GAUN HITAM
Cerita, skenario & sutradara: Ali Shahab
Produksi: PT Garuda Film.
PADA mulanya adalah sebuah novel: Gaun Hitam Seorang Hostes.
Pengarangnya Ali Shahab. Mungkin tertarik pada novelnya sendiri,
ia pun menulis skenario yang atas perkenan sang produser lalu
disutradarainya pula. Dan lahirlah film Gaun Hitam yang bintang
utamanya -- seperti juga pada film-film Ali terdahulu --adalah
pasangan Robby Sugara dan Tanty Yosepha.
Maka cerita pun dimulai. Sebuah adegan pemakaman cara Katolik
yang dipenuhi oleh warna hitam, oleh payung maupun pakaian para
pelawat. Adegan ini ditambah hujan yang terus mengucur deras.
Sebuah sudut pemotretan yang tinggi memberi kesempatan kepada
penonton untuk menyaksikan keseluruhan pelawat di pekuburan.
Memang sebuah pemandangan yang indah, sebab bagai sebuah tablo
yang tersusun apik, para pelawat itu masing-masing mengambil
posisi dalam halaman tempat bekas manusia itu dikumpulkau.
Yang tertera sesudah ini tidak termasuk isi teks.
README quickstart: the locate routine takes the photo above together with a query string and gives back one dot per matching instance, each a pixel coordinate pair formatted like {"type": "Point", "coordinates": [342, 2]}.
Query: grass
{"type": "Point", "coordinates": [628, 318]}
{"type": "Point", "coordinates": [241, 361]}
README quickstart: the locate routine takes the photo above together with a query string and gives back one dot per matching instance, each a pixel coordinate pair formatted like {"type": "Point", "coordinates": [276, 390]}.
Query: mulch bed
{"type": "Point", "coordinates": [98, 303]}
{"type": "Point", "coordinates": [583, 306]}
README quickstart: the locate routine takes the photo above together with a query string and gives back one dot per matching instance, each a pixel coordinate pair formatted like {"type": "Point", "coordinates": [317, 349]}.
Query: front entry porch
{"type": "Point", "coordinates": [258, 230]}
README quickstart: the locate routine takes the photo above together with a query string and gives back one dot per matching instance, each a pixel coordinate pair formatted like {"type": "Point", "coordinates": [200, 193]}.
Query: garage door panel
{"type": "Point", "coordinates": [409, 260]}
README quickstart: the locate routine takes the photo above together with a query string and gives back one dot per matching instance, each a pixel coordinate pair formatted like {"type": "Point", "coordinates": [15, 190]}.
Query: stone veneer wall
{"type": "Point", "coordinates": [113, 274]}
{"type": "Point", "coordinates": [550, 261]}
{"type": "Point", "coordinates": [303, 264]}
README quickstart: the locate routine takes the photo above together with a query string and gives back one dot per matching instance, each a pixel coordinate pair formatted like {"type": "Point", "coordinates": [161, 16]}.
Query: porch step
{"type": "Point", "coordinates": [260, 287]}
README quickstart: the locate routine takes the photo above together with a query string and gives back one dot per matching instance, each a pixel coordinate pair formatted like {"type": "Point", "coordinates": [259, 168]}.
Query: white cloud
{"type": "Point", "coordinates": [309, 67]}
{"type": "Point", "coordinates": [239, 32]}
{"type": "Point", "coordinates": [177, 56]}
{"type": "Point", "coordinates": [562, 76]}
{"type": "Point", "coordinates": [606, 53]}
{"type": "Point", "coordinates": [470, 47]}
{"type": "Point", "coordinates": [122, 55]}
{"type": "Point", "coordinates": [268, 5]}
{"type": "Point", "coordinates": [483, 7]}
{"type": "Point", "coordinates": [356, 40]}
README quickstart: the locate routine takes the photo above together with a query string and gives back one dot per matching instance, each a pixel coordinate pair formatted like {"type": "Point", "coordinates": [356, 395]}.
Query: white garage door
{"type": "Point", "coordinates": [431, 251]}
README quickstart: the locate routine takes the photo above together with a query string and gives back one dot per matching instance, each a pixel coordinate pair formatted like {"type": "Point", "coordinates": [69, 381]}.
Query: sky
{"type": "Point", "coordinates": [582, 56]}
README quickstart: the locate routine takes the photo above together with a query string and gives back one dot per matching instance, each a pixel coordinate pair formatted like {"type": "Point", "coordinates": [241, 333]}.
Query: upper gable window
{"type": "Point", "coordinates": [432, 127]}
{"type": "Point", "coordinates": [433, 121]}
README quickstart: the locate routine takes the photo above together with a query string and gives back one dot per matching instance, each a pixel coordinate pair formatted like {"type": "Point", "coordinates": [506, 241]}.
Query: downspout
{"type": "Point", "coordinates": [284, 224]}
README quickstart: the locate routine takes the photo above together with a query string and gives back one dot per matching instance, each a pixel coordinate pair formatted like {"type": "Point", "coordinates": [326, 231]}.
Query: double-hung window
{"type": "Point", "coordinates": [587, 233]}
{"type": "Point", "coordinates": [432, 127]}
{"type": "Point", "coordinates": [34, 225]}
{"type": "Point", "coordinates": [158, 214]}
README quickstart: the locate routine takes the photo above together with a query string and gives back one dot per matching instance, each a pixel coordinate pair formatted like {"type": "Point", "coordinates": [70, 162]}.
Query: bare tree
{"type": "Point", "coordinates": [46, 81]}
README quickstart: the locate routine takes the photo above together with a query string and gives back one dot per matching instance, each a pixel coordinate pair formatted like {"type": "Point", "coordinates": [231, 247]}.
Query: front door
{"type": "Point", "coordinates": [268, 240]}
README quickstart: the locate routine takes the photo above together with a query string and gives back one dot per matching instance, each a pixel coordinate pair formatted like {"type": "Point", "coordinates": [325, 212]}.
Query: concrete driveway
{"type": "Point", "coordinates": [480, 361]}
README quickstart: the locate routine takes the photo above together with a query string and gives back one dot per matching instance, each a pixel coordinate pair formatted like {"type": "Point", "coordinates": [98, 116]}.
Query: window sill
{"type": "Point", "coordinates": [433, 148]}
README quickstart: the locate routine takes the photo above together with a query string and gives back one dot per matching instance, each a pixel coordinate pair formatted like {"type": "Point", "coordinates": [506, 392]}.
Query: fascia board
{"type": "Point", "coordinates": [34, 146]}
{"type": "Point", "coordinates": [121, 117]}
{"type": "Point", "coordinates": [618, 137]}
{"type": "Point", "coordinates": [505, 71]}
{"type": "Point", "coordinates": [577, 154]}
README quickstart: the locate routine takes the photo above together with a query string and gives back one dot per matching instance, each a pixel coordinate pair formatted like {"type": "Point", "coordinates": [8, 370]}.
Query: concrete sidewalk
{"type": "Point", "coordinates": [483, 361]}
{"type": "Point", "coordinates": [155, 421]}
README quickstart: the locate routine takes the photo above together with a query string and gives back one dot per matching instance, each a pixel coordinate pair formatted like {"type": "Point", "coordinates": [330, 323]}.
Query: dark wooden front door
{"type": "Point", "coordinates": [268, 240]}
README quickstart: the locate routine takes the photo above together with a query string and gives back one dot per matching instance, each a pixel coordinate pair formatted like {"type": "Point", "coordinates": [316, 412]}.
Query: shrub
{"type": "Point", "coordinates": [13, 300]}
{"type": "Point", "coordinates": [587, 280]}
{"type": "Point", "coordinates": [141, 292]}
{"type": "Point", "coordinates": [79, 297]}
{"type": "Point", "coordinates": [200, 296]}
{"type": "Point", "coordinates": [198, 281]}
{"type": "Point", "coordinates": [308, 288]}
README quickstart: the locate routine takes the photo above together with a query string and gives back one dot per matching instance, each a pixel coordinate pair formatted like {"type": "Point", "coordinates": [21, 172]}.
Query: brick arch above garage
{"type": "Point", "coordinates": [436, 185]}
Sebuah pemakaman di Italia, Perancis, Spanyol? Bukan. Ini adalah
pemakaman Marto (S. Bono), suami Dewi (Tanti Yosepha), yang
meninggal karena serangan jantung ketika sedang lagi begitu.
Kematian ini ternyata menjadi kunci cerita, tatkala dokter
mengungkapkan penyebab kematian itu yang bersumber pada obat
perangsang yang diberikan oleh tante Sarce (Rae Sita).
Tapi mengapa Tante Sarce, yang baik-baik saja pada awal
pemunculannya kok ternyata "jahat"? Justru di situ letak
keasyikan ceritanya, meski soalnya sebenarnya amat sederhana.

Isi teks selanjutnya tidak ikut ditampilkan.